Monday, July 24, 2017

GOP trashes Trump’s plan to end dozens of government programs



President Donald Trump’s plan to eliminate dozens of federal agencies and programs has collapsed, as a conservative Republican Congress refuses to go along.

Among the programs spared are agencies promoting rural business development and the arts, the Corporation for Public Broadcasting, Community Development Block Grants and the National Wildlife Refuge Fund. Those and many others are getting money in bills approved by the GOP-run House appropriations committee. The House plans to vote on spending bills throughout next week, and the Senate is expected to consider spending plans shortly.

Trump unveiled his $4.1 trillion budget plan in March, pledging to “reduce the federal government to redefine its proper role and promote efficiency.”

But in the House, where all 435 members face voters next fall, budget legislation has far more money than Trump had sought for a host of programs. The spending bill for agriculture contains $4.64 billion beyond what Trump requested, an increase of about 30 percent. For interior and the environment, the bump was $4.3 billion or 16 percent. For transportation, housing and urban development, the committee approved $8.6 billion, about 18 percent, more than the budget request.

"There’s that old saying in Washington that the president proposes and Congress disposes," said Steve Ellis, vice president of Taxpayers for Common Sense, a nonpartisan fiscal watchdog.

Indeed, after many House and Senate Republicans complained to Office of Management and Budget Director Mick Mulvaney in hearings about the impact of some of Trump’s cuts, congressional budget-writers quickly made sure they don’t happen.

For example, instead of slashing the Appalachian Regional Commission, the House Appropriations Committee last week approved $130 million for the independent agency, created 52 years ago, that helps fund infrastructure and job-training projects in Ohio, North Carolina, South Carolina, Missouri, Mississippi, Pennsylvania and other Appalachian states that Trump won in 2016.

Lawmakers including Senate Majority Leader Mitch McConnell, R-Ky., to Rep. Phil Roe, R-Tenn., vowed that doing away with the ARC wasn’t going to happen.

"I am very proud that the House Appropriations Committee approved a bill that includes important funding for the ARC, an organization that does a great deal of good in East Tennessee and rural Appalachia," Roe said.

Even agencies and programs conservative Republicans purport to dislike are avoiding the Capitol ax.

The Corporation for Public Broadcasting has been on the list of programs many conservatives and Republicans have wanted to defund since Newt Gingrich, R-Ga., was House Speaker in the 1990's.

Trump wants it off the federal books, too, but House appropriators instead included $445 million for the agency.

The National Endowment for the Arts and the National Endowment for the Humanities have also been favorite conservative targets, and got a death sentence in Trump’s budget plan. That didn’t stop the House Appropriations Committee from approving $145 million for each endowment last week with plenty of Republican help.

"Throughout this year, we’ve seen some of the Republican members of that committee saying that they were working hard to make sure that the NEA would be receiving significant funding and certainly rejecting the administration’s termination proposal," said Narric Rome, vice president for government affairs for the Americans for the Arts, an advocacy group.

All this still enrages plenty of conservatives.

"The problem with the Republicans is that so many of them aren’t team players," said Chris Edwards, director of tax policies studies at the libertarian-leaning Cato Institute and editor of DownsizingGovernment.org. "They’re parochial or, with appropriators, it’s just a single-minded devotion to increase spending on the programs that they fund."

Edwards said he was stunned when leading Republicans railed against Trump’s budget plan to eliminate the Community Block Grant Development program, which allocates funds initiatives from affordable housing to after school programs.

House appropriators approved $2.9 billion for CDBG, $100 million less than its Fiscal 2017 funding level.

"Appropriators and other Republican congressmen, they love to give speeches about fiscal responsibility, they love to complain how Obama was a big spender, but now’s the real test," he said.

"Trump has given them the way forward here with some reasonable cuts.
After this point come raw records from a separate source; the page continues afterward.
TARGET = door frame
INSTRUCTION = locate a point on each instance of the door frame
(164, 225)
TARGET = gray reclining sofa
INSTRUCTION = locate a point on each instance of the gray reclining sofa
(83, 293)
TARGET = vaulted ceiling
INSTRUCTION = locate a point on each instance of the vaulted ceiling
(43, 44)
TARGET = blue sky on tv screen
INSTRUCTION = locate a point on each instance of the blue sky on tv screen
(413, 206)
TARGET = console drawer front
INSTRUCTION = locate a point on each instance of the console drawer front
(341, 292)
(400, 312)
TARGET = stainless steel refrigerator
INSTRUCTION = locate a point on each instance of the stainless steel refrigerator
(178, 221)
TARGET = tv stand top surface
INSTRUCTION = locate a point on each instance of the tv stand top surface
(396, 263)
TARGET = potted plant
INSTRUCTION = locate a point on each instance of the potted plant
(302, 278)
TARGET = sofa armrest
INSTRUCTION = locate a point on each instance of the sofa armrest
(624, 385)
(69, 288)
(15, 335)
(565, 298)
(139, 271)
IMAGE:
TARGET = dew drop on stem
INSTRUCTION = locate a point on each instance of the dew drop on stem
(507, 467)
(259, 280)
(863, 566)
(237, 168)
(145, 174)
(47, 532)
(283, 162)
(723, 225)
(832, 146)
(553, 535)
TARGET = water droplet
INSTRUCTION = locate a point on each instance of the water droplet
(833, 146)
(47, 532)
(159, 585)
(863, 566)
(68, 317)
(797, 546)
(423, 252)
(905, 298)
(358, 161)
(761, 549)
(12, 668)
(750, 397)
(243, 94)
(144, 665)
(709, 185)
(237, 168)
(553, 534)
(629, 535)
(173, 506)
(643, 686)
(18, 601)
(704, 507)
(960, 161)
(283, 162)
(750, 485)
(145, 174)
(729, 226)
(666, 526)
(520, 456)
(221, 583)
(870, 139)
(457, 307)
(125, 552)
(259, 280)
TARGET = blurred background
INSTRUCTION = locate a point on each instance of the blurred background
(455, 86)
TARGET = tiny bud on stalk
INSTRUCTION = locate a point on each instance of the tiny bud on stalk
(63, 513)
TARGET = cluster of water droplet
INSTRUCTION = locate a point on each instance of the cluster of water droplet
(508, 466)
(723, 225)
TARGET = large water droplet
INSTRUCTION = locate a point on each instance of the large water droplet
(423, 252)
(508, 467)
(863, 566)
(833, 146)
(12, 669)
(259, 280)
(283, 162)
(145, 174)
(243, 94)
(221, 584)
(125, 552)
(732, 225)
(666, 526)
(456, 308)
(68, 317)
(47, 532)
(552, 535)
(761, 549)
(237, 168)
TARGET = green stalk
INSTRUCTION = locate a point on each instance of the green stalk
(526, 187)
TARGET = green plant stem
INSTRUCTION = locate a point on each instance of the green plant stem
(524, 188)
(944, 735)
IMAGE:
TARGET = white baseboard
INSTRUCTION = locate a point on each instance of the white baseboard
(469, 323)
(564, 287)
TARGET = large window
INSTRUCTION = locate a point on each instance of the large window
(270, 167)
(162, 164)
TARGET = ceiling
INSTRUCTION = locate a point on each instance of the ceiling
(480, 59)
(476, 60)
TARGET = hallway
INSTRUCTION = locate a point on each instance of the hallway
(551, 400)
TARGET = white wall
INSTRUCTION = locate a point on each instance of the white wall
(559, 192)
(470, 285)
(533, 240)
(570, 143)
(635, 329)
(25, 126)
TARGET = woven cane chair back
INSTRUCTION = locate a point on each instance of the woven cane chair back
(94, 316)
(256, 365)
Can they rise above their parochial interests and do something that’s good for the overall budget here?."

Other budget-watchers note that the real money issues aren’t even being addressed. Marc Goldwein, senior vice president and senior policy director for the nonpartisan Committee for a Responsible Federal Budget, said that even Trump’s cuts ignore the fastest growing parts of the federal budget, entitlements like Social Security and Medicare.

"To me, it just doesn’t seem to make much sense to be focusing all our energy on cutting the slowest growing part of the budget," he said.